La armadura femenina del siglo XIX

Parece que la moda femenina en el siglo XIX, fue un complot en contra de la movilidad y comodidad femenina. Primero hizo su entrada triunfal el corsé, impidiendo respirar y moverse con facilidad, no conforme con eso a alguien se le ocurrió revivir esa estructura rígida que aumentaba el volumen de la falda en varios metros: la crinolina.


Este elemento intimo daba una perspectiva visual de un tronco pequeño y unas caderas muy anchas, símbolos de la fertilidad y la sensualidad femenina, una vez más pensado para el deleite masculino. La crinolina sirvió para destacar las características de los vestidos y la majestuosidad de apliques, bordados, detalles, entre otros, que permitían exhibir, como en una vitrina el poder adquisitivo del hombre, quien era el proveedor del dinero.

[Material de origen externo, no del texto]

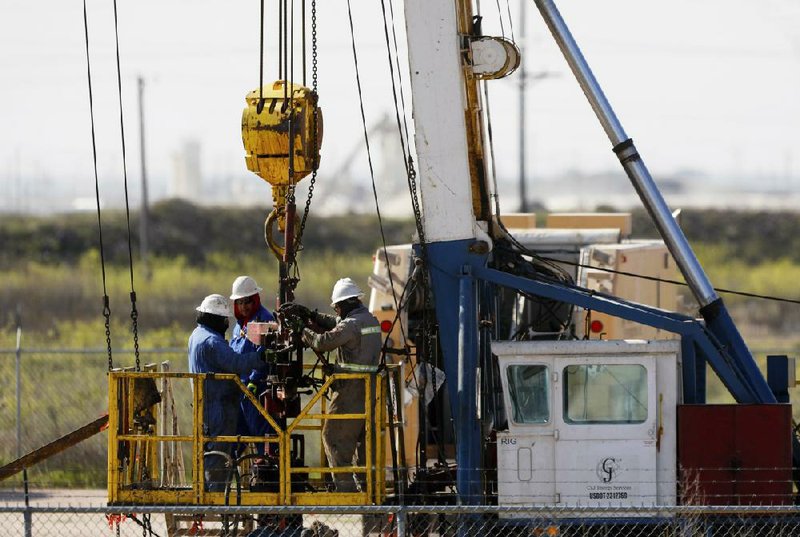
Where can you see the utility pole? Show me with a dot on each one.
(143, 217)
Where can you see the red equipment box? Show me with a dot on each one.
(735, 454)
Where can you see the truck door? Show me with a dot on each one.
(605, 430)
(526, 451)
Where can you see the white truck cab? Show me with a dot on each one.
(590, 423)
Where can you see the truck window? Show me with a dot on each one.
(605, 394)
(529, 388)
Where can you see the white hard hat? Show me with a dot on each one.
(344, 289)
(244, 286)
(216, 305)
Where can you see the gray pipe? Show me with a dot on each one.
(629, 158)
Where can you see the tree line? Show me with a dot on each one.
(179, 228)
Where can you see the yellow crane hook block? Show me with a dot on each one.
(271, 112)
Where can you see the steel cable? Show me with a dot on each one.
(106, 303)
(134, 311)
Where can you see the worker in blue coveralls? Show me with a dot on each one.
(210, 353)
(247, 308)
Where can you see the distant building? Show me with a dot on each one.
(187, 180)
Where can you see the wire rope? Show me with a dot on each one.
(134, 310)
(106, 302)
(369, 152)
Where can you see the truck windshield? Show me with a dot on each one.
(605, 394)
(529, 388)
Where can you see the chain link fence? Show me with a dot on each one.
(48, 393)
(453, 521)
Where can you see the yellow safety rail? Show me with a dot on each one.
(133, 467)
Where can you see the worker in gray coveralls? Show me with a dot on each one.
(356, 335)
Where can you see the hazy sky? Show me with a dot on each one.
(699, 84)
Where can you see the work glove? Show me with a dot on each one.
(290, 309)
(267, 356)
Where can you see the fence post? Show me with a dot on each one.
(401, 521)
(18, 367)
(27, 514)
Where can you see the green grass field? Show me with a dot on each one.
(61, 309)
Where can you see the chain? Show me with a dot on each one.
(135, 322)
(107, 317)
(314, 82)
(106, 306)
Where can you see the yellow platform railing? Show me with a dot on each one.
(133, 443)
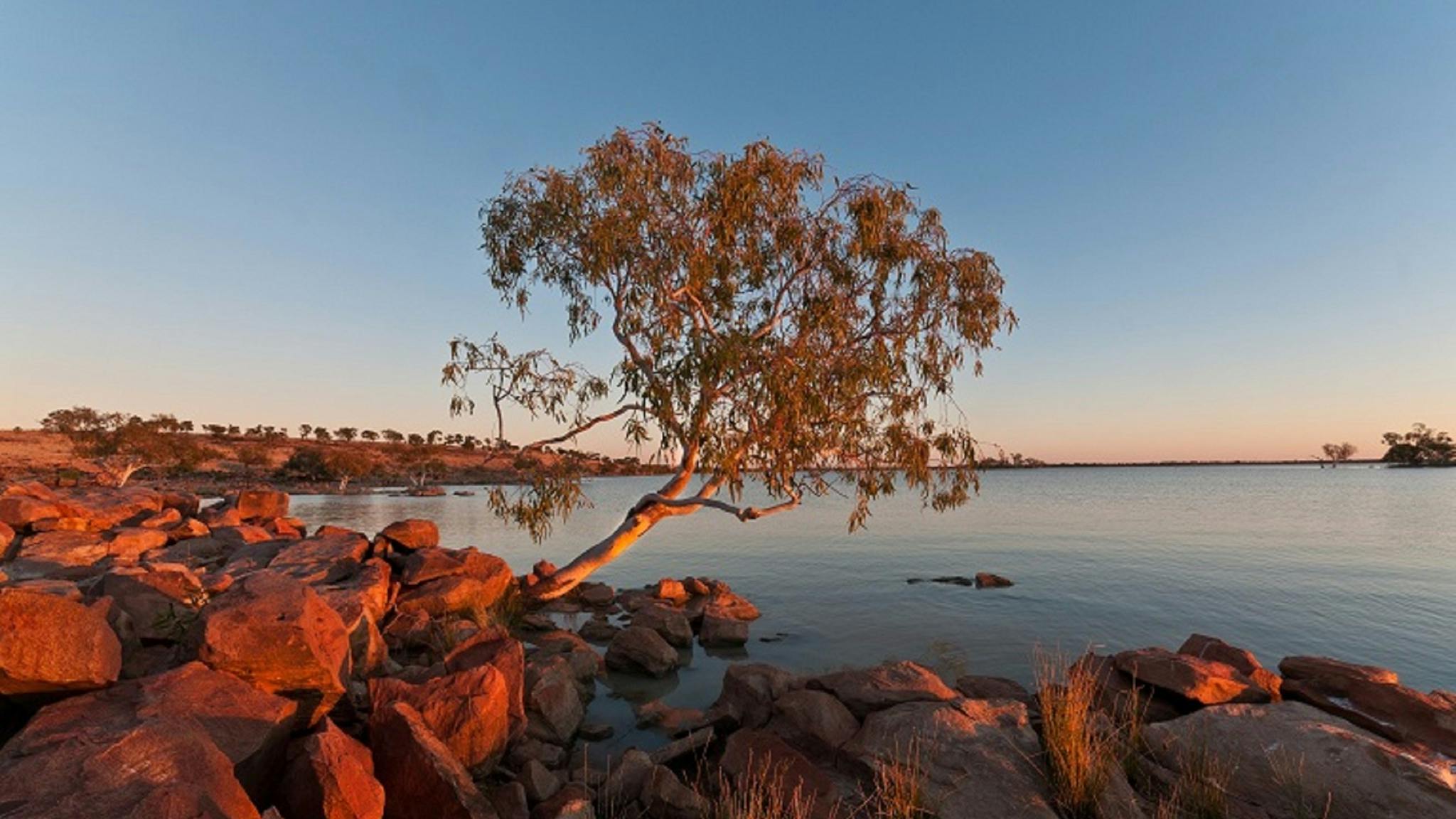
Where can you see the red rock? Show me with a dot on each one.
(19, 512)
(130, 542)
(162, 599)
(412, 534)
(669, 589)
(211, 710)
(161, 770)
(164, 519)
(875, 688)
(765, 758)
(503, 652)
(421, 778)
(280, 636)
(429, 563)
(1201, 681)
(331, 776)
(451, 595)
(749, 692)
(638, 649)
(51, 645)
(469, 710)
(1246, 662)
(257, 505)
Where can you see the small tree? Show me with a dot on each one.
(1421, 446)
(123, 445)
(771, 326)
(1337, 454)
(348, 465)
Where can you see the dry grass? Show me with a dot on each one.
(1081, 746)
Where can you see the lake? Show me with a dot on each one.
(1357, 563)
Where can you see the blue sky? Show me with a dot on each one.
(1228, 229)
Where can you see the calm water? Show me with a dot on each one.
(1357, 563)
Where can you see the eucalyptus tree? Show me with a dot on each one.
(774, 326)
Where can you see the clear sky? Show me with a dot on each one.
(1229, 230)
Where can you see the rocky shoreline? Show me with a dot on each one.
(164, 659)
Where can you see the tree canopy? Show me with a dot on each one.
(774, 323)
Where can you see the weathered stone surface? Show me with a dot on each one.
(765, 759)
(468, 712)
(1201, 681)
(329, 776)
(51, 645)
(210, 712)
(161, 770)
(258, 505)
(813, 722)
(571, 802)
(552, 701)
(638, 649)
(721, 631)
(412, 534)
(1295, 761)
(672, 624)
(749, 694)
(978, 756)
(453, 595)
(539, 783)
(880, 687)
(1246, 662)
(421, 778)
(975, 687)
(668, 798)
(1360, 695)
(280, 636)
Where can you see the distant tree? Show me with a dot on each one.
(123, 445)
(1337, 454)
(254, 456)
(348, 464)
(306, 464)
(771, 327)
(1421, 446)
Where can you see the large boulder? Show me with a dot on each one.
(329, 776)
(1244, 660)
(280, 636)
(1295, 761)
(421, 778)
(259, 505)
(638, 649)
(978, 756)
(1374, 700)
(53, 645)
(210, 713)
(468, 712)
(162, 599)
(880, 687)
(1201, 681)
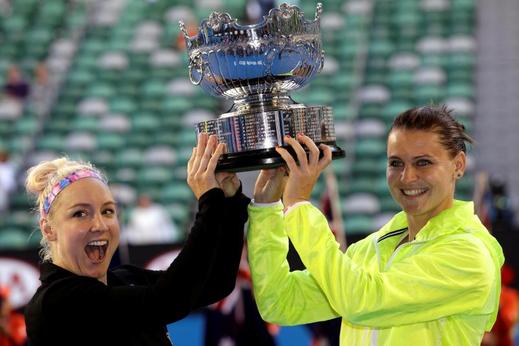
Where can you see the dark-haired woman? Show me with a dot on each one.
(430, 276)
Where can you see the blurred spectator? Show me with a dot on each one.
(7, 179)
(150, 223)
(493, 203)
(12, 323)
(40, 88)
(5, 7)
(16, 87)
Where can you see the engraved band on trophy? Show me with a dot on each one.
(257, 66)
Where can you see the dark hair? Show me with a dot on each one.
(439, 120)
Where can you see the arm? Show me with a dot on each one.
(453, 277)
(222, 277)
(282, 296)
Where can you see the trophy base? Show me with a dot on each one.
(263, 159)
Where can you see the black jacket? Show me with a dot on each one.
(136, 304)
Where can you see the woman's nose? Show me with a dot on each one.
(98, 223)
(408, 175)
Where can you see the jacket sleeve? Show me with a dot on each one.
(451, 277)
(283, 297)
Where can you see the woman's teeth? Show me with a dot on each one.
(96, 250)
(413, 192)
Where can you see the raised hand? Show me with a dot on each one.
(200, 167)
(270, 185)
(228, 182)
(302, 177)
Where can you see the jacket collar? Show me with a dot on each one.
(448, 221)
(49, 272)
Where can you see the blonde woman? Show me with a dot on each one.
(82, 302)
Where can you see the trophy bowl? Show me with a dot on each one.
(257, 66)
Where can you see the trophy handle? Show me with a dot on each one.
(198, 65)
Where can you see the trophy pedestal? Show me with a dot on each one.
(263, 159)
(251, 134)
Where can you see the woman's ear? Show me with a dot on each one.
(46, 230)
(460, 162)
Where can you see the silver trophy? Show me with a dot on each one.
(257, 66)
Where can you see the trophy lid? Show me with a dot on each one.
(279, 54)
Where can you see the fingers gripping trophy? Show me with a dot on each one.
(257, 66)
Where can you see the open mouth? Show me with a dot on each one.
(413, 192)
(96, 250)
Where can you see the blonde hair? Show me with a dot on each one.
(40, 180)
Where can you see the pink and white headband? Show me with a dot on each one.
(63, 183)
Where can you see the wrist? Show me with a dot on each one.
(289, 202)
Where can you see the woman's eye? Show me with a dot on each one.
(109, 211)
(79, 213)
(395, 163)
(422, 163)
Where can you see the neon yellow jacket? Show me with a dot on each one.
(440, 289)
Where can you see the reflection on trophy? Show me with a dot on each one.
(257, 66)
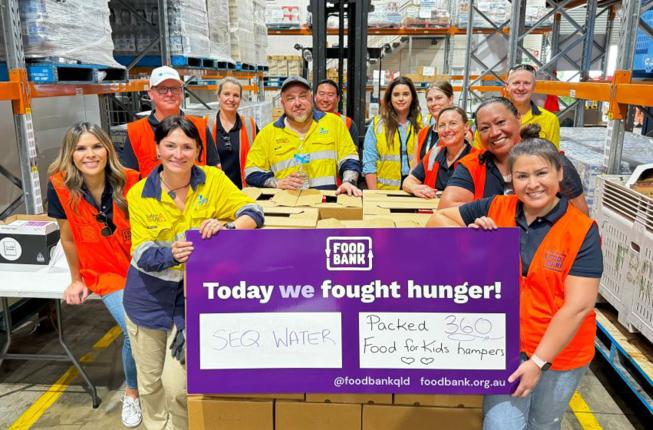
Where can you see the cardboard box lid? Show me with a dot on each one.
(289, 217)
(206, 413)
(264, 194)
(377, 417)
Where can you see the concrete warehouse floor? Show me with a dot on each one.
(28, 399)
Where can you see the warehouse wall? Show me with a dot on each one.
(51, 116)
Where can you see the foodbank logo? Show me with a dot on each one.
(349, 253)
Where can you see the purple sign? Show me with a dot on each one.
(353, 311)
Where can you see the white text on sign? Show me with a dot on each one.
(393, 340)
(272, 340)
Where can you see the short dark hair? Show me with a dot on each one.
(538, 147)
(174, 122)
(501, 100)
(330, 82)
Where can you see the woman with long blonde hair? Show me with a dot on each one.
(86, 194)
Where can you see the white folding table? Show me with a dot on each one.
(39, 282)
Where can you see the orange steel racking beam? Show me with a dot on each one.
(402, 31)
(9, 90)
(55, 90)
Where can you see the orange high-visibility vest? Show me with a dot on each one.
(141, 137)
(103, 260)
(432, 167)
(542, 290)
(477, 170)
(247, 136)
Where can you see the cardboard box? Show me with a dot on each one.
(328, 204)
(208, 413)
(378, 399)
(284, 217)
(376, 202)
(420, 418)
(28, 239)
(317, 416)
(448, 401)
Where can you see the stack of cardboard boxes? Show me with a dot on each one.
(334, 412)
(323, 209)
(285, 65)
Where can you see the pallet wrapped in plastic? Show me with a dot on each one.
(241, 27)
(70, 30)
(497, 11)
(426, 14)
(188, 28)
(219, 37)
(260, 33)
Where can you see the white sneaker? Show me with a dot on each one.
(131, 412)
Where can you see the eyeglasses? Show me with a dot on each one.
(226, 139)
(162, 91)
(102, 218)
(523, 66)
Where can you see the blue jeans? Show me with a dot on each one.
(113, 302)
(542, 409)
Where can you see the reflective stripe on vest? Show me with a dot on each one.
(388, 167)
(103, 260)
(246, 136)
(346, 120)
(478, 172)
(141, 138)
(542, 290)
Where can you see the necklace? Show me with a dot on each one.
(171, 191)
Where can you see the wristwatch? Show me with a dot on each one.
(543, 365)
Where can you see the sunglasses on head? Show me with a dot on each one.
(102, 218)
(522, 66)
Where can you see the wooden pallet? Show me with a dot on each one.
(629, 354)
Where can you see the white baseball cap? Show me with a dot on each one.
(164, 73)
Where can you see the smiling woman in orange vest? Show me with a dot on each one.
(86, 194)
(435, 169)
(232, 133)
(561, 265)
(486, 173)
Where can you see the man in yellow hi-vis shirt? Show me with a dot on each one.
(520, 88)
(305, 148)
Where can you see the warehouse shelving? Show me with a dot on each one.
(20, 91)
(396, 31)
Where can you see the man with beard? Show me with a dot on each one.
(304, 148)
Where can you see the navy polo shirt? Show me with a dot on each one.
(128, 158)
(430, 141)
(56, 210)
(230, 160)
(571, 186)
(444, 172)
(589, 261)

Entre el uso del corsé y la crinolina, las mujeres irónicamente vivían dentro de una brillante armadura, que marcó una tendencia ostentosa y competitiva, que marcaba una lucha entre quien vestía de la mejor manera, con telas lujosas y las joyas ostentosas, siendo protagonistas de una guerra fashionista entre las damas de la sociedad.